No entanto, o Brasil, ex-astro dentre os países emergentes, no começo dos anos 2000 tomou o caminho do desenvolvimento que primeiramente beneficiou os mais pobres. Com a ajuda do boom do preço das matérias-primas e da política social do governo de Luiz Inácio Lula da Silva, do Partido dos Trabalhadores (PT), que ocupou o poder de 2003 a 2010, 25 milhões de brasileiros saíram da pobreza. De 2002 a 2014, o salário mínimo aumentou 77% em termos reais, ou seja, bem mais que a renda média (+40%). Entre 2004 e 2014, o índice de brasileiros que vivem em extrema pobreza, com menos de US$ 1 por dia (R$ 3,93), caiu para um terço, de 9,37% para 3,09%.

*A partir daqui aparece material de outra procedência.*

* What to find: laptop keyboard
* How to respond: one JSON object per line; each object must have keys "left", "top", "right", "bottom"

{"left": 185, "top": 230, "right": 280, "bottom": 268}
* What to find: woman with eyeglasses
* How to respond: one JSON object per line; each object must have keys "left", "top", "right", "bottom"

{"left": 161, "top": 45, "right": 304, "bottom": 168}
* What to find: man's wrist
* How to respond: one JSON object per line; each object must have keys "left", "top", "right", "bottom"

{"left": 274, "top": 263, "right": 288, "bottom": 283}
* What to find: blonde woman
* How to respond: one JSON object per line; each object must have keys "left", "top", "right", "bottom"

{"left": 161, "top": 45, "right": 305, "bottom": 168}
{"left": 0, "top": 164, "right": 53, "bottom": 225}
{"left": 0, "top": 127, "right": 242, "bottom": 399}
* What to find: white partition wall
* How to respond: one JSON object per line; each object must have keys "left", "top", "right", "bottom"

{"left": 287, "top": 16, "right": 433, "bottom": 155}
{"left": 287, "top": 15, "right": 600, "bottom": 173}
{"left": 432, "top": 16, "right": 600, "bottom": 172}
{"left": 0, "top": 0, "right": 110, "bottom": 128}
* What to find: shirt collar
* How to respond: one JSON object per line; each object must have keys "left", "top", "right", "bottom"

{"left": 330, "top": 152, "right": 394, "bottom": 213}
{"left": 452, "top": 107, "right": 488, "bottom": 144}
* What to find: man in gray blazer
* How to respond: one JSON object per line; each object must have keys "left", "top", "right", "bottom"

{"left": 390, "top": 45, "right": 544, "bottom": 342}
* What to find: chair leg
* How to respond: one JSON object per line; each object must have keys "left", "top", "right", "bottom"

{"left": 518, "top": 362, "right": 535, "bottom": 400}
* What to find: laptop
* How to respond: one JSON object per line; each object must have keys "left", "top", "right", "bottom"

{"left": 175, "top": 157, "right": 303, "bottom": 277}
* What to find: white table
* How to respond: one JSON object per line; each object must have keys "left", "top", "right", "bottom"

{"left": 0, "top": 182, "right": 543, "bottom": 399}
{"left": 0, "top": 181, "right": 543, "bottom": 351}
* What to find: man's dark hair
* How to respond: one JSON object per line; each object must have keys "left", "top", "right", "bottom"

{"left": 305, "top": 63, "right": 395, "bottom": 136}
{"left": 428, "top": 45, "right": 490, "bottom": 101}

"A desigualdade diminuiu, mas não o suficiente", comenta Katia Maia, diretora da Oxfam Brasil. Para ir além, faltava a reforma fiscal que é o que se esperaria de um governo de esquerda. Pragmático, o ex-presidente tomou o cuidado de não assustar o "muro do dinheiro": "O Lula concentrou sua ação em ajudar os mais pobres, sem incomodar os mais ricos", resume Morgan Mila. Essa tática foi colocada em evidência por algumas pessoas desde que ele chegou ao poder em 2003, quando foi pela primeira vez à cúpula econômica de Davos, símbolo do capitalismo, e a seu contraponto, o Fórum Social de Porto Alegre.

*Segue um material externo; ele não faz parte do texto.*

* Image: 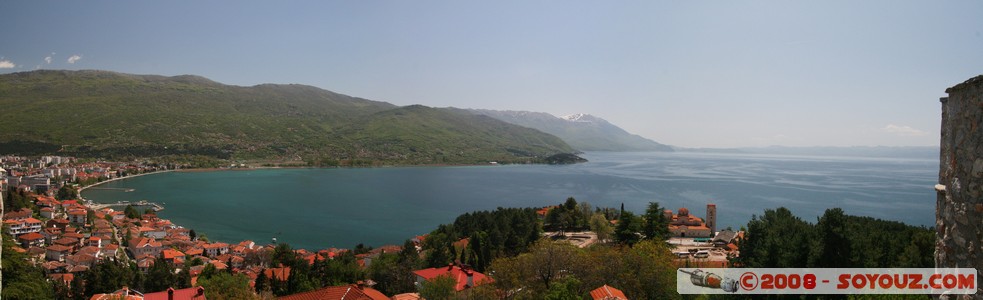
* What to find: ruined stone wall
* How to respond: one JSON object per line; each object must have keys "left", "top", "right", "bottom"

{"left": 937, "top": 75, "right": 983, "bottom": 299}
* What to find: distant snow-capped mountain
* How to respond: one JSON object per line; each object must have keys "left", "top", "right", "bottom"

{"left": 466, "top": 109, "right": 673, "bottom": 152}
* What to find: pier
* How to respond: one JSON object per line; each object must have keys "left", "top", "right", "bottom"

{"left": 87, "top": 200, "right": 164, "bottom": 212}
{"left": 85, "top": 187, "right": 136, "bottom": 192}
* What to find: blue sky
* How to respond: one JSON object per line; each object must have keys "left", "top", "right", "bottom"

{"left": 2, "top": 1, "right": 981, "bottom": 148}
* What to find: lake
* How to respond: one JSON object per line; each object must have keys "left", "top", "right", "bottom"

{"left": 81, "top": 151, "right": 938, "bottom": 251}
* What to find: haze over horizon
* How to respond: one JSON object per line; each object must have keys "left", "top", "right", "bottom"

{"left": 2, "top": 1, "right": 981, "bottom": 148}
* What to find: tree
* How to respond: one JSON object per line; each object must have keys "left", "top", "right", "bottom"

{"left": 199, "top": 264, "right": 218, "bottom": 281}
{"left": 737, "top": 207, "right": 814, "bottom": 268}
{"left": 589, "top": 214, "right": 613, "bottom": 243}
{"left": 56, "top": 185, "right": 78, "bottom": 200}
{"left": 175, "top": 265, "right": 192, "bottom": 289}
{"left": 544, "top": 277, "right": 583, "bottom": 300}
{"left": 146, "top": 255, "right": 177, "bottom": 293}
{"left": 122, "top": 227, "right": 132, "bottom": 247}
{"left": 809, "top": 208, "right": 852, "bottom": 268}
{"left": 286, "top": 263, "right": 316, "bottom": 295}
{"left": 424, "top": 231, "right": 452, "bottom": 267}
{"left": 418, "top": 274, "right": 457, "bottom": 300}
{"left": 897, "top": 230, "right": 934, "bottom": 268}
{"left": 320, "top": 250, "right": 364, "bottom": 286}
{"left": 124, "top": 205, "right": 141, "bottom": 219}
{"left": 368, "top": 253, "right": 412, "bottom": 295}
{"left": 270, "top": 243, "right": 298, "bottom": 268}
{"left": 489, "top": 239, "right": 680, "bottom": 300}
{"left": 1, "top": 232, "right": 55, "bottom": 299}
{"left": 489, "top": 239, "right": 581, "bottom": 296}
{"left": 467, "top": 231, "right": 492, "bottom": 272}
{"left": 254, "top": 269, "right": 270, "bottom": 293}
{"left": 75, "top": 259, "right": 137, "bottom": 299}
{"left": 197, "top": 272, "right": 259, "bottom": 300}
{"left": 642, "top": 202, "right": 670, "bottom": 242}
{"left": 618, "top": 240, "right": 679, "bottom": 299}
{"left": 614, "top": 211, "right": 642, "bottom": 246}
{"left": 577, "top": 202, "right": 593, "bottom": 229}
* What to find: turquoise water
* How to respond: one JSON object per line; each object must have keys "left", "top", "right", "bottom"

Hoje, a recessão, a inflação de dois dígitos e o aumento do desemprego trazem os temores de um retrocesso. Em 2015, o país perdeu 1,5 milhão de empregos e a economia informal vem crescendo. Só que "o melhor programa social é o emprego", acredita Heloísa Oliveira, da fundação Abrinq, que visa proteger as crianças e os adolescentes. "A crise pode agravar a vulnerabilidade dos mais jovens", ela diz preocupada, lembrando que em 2010 19% das mães brasileiras tinham menos de 19 anos e que, no Nordeste, mais de um terço da população tem entre 0 e 18 anos e vive em favelas. Em certos Estados como o Acre, na Amazônia, o mais pobre do país, o coeficiente Gini, que mede as desigualdades, voltou a se agravar em 2015. Oliveira lamenta que não se tenha colocado mais ênfase na educação, pensando no futuro.
Mas não é mais tempo de gastar. A presidente Dilma Rousseff (PT), ameaçada de impeachment, desde 2014 parou de conduzir uma política social seguindo o modelo de seu antecessor, passando a adotar o rigor. Mesmo os sagrados gastos com o Carnaval, que será no início de fevereiro, foram revistos para baixo. Essa austeridade pode se revelar positiva caso Brasília reforme um Estado gastador e pouco eficiente, mas também negativa caso os cortes orçamentários sejam feitos de qualquer jeito e afetem os programas sociais, a ponto de comprometer a ambição do Brasil de fundar uma sociedade mais igualitária.